Our mining machines face two significant challenges with the advent of spring:

  1. High levels of pollen dispersal.
  2. Fluctuating temperatures and the onset of warm weather.

Our technical support team has compiled the following preventive and corrective measures for your reference.

Risks and Prevention of Pollen Dispersal

The dispersal of pollen such as cottonwood and willow typically varies based on the region, often peaking in March and April. The cottonwood and willow pollen are usually followed by other species, including small-leaf poplar and Canadian poplar. In most regions, a substantial portion (about 80%) of the willow pollen matures by mid to late April, resulting in a peak season lasting approximately one week.

Risk of Pollen: The fluff from these trees scatters in the air and can get sucked into the mining machine due to the large airflow required for heat dissipation by the fans. As the radiator structure within the miner is tooth-shaped, the pollen cannot be ejected and ends up blocking the radiator. This obstruction hampers effective heat dissipation, leading to frequent high-temperature protection triggers and potentially damaging the miner.

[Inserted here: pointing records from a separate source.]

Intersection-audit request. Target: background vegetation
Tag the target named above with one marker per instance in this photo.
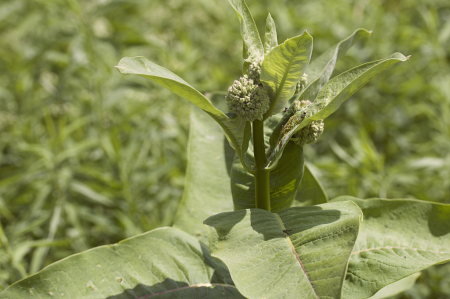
(89, 157)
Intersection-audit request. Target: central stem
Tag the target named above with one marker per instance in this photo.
(262, 181)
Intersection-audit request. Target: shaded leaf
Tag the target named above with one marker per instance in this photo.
(236, 129)
(207, 188)
(284, 181)
(396, 287)
(148, 264)
(401, 234)
(301, 252)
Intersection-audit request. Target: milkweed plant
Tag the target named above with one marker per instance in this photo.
(254, 221)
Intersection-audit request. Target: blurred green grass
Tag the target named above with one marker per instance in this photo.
(90, 157)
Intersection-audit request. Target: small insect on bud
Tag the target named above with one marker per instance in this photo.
(254, 71)
(307, 135)
(301, 84)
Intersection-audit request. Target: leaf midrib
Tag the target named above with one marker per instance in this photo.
(288, 239)
(187, 287)
(283, 80)
(399, 247)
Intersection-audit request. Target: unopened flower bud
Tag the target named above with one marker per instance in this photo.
(254, 71)
(247, 99)
(301, 84)
(308, 134)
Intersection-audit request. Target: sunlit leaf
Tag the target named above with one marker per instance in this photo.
(236, 129)
(146, 265)
(401, 234)
(283, 67)
(333, 94)
(253, 47)
(301, 252)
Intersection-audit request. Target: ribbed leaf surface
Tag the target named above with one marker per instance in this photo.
(301, 252)
(163, 263)
(398, 238)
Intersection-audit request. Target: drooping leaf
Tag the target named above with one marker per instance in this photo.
(310, 192)
(319, 72)
(396, 287)
(398, 238)
(333, 94)
(283, 67)
(284, 181)
(270, 37)
(148, 265)
(301, 252)
(236, 129)
(207, 188)
(253, 47)
(320, 69)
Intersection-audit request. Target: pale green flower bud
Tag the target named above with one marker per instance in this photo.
(248, 100)
(301, 84)
(254, 71)
(310, 133)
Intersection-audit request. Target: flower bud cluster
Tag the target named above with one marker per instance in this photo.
(247, 99)
(254, 72)
(310, 133)
(301, 84)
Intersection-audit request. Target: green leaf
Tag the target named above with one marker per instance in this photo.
(398, 238)
(236, 129)
(320, 69)
(207, 188)
(310, 191)
(301, 252)
(284, 181)
(283, 67)
(319, 72)
(270, 38)
(396, 287)
(333, 94)
(150, 264)
(253, 47)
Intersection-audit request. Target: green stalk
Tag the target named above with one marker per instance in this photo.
(262, 181)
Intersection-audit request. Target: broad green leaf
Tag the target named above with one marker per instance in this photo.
(301, 252)
(163, 263)
(207, 188)
(310, 191)
(398, 238)
(320, 69)
(236, 129)
(283, 67)
(333, 94)
(396, 287)
(270, 37)
(284, 181)
(319, 72)
(253, 47)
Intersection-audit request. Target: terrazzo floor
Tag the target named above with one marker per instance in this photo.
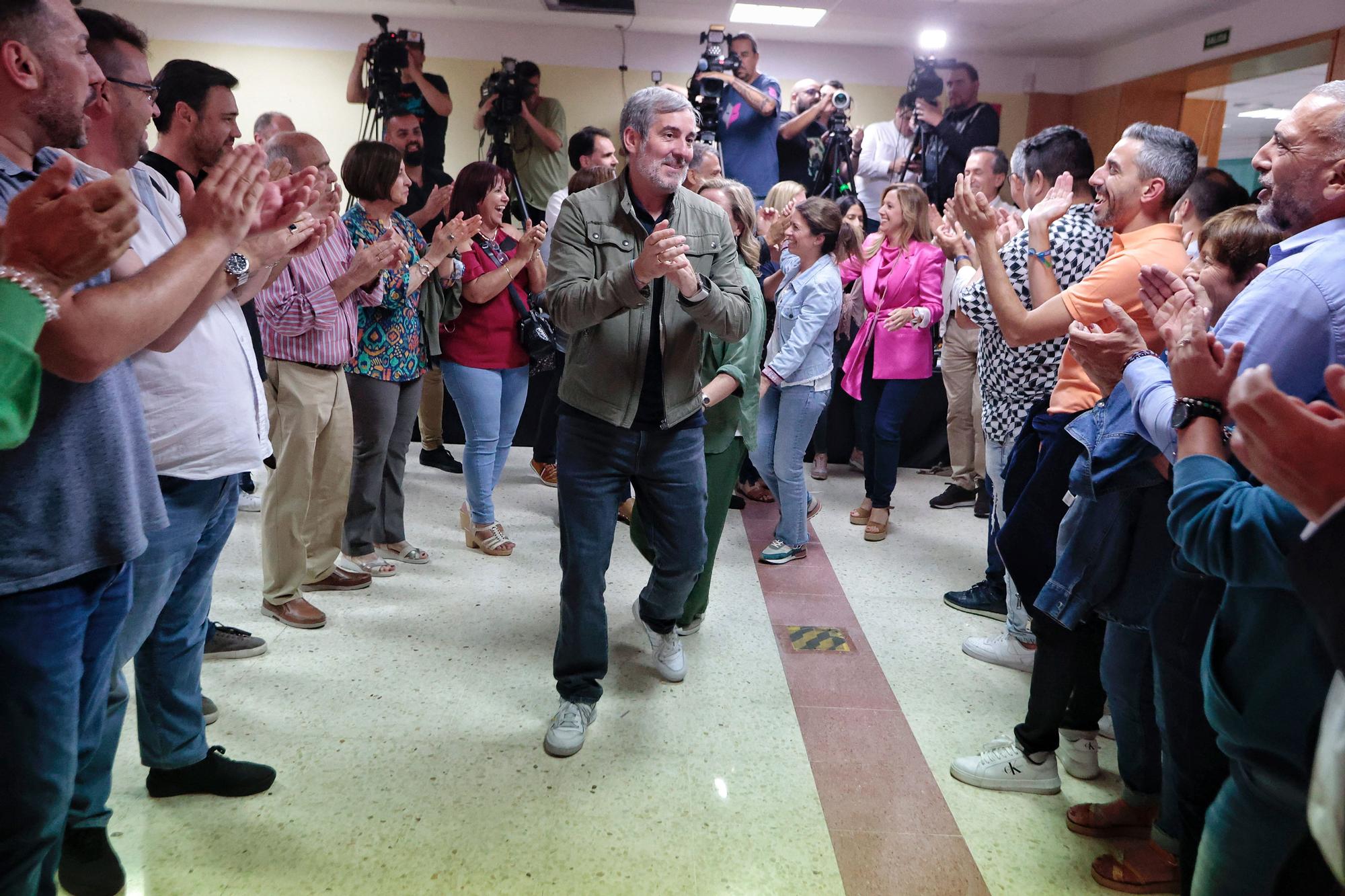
(407, 733)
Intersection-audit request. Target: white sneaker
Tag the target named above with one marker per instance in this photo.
(1001, 650)
(566, 735)
(1003, 766)
(1079, 752)
(668, 649)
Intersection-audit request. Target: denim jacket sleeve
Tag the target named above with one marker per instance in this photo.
(818, 307)
(1231, 529)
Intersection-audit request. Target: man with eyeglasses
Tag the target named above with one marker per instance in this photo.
(883, 159)
(204, 432)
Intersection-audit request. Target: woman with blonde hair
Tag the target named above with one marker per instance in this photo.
(797, 378)
(892, 354)
(730, 373)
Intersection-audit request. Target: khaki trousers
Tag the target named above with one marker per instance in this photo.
(966, 438)
(306, 497)
(432, 408)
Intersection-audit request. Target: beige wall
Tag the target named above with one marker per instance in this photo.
(310, 85)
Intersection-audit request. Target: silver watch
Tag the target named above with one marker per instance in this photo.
(237, 267)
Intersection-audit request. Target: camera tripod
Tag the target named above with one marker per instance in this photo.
(835, 177)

Prevention: Enhance your dust control measures by using fine mesh nets to minimize the impact on airflow. Regularly clean the nets once they collect a significant amount of pollen to avoid inhibiting airflow. Inspect your mining machines regularly, checking the interior using the inlet fan. If you notice an accumulation of pollen, disassemble the machine for cleaning. If the obstruction is not severe, removing the front fan and cleaning it with a brush or using an air pump for reverse blowing may suffice. For serious blockages, disassemble the miner for thorough cleaning, ensuring the boards are not mixed up.

Note: Always ensure the miner is powered off before performing these operations.

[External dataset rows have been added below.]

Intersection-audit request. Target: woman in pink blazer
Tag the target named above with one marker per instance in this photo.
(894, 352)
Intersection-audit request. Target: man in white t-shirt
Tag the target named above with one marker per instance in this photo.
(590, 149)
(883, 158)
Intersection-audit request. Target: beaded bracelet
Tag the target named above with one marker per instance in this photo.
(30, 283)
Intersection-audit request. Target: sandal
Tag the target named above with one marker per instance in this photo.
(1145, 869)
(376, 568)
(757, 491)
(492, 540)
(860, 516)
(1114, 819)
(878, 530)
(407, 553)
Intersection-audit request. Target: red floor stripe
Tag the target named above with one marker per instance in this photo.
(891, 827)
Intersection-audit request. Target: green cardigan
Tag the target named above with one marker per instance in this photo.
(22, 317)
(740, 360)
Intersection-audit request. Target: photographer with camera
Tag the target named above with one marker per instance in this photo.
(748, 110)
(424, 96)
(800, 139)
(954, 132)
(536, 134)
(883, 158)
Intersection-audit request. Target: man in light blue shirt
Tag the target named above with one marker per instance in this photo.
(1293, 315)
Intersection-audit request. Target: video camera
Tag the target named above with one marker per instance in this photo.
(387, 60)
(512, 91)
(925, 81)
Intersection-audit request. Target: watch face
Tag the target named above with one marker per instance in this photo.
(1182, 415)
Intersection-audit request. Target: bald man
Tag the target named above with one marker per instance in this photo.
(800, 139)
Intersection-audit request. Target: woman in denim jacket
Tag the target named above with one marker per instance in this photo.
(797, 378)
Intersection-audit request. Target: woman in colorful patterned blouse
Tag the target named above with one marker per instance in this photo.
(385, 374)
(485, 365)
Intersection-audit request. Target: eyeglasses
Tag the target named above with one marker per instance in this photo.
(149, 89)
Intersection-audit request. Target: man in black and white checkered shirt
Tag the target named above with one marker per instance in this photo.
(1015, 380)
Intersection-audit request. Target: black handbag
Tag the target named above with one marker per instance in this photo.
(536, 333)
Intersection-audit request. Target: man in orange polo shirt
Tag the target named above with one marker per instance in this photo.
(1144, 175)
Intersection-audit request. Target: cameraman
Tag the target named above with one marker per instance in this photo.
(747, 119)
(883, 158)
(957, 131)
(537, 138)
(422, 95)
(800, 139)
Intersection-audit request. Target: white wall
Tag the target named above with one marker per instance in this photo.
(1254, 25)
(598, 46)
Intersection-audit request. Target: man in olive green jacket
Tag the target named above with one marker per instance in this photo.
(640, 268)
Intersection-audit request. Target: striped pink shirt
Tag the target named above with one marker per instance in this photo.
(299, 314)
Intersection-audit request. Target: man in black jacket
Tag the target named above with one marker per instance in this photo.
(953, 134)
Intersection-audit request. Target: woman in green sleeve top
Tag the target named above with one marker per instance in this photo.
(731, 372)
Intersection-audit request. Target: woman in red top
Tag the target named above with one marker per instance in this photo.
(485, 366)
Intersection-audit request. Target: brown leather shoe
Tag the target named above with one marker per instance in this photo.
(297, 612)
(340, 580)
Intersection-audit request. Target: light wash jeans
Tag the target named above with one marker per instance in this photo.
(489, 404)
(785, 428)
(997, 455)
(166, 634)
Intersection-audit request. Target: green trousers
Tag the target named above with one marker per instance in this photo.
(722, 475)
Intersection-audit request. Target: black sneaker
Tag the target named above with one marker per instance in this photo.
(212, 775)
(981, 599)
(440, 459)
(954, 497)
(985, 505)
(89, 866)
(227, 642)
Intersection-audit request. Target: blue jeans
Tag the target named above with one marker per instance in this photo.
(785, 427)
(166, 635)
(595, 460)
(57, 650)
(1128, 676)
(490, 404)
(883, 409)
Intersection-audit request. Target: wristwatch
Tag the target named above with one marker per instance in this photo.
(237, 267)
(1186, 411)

Risks and Prevention of Variable Weather

This condition is prevalent in colder northern regions. Those operating mining machines in these regions during winter should take extra caution.

Risk: In winter, northern temperatures range between -10°C and -20°C. As spring begins, temperatures gradually rise to 10°C-20°C. During winter, miners typically implement temperature control measures like reducing air intake, changing the mining machine’s orientation, and adjusting the machine’s location. Failing to readjust these measures promptly with the rise in spring temperatures can trigger the miner’s high-temperature protection.

Prevention: Timely adjustments in line with temperature changes are crucial. During the transition from winter to spring, large temperature fluctuations and differences are common, necessitating several phased adjustments. Start by adjusting the upper layer. Stay updated with weather changes, ensuring the intake air temperature doesn’t drop below 5°C during low nighttime temperatures, and the upper layer of the mining machine doesn’t exceed 35°C during high noon temperatures.

NOTE: The miner’s high-temperature protection is a safety feature and should not be triggered frequently. Repeated activations of high-temperature protection pose a risk of damaging the computing board.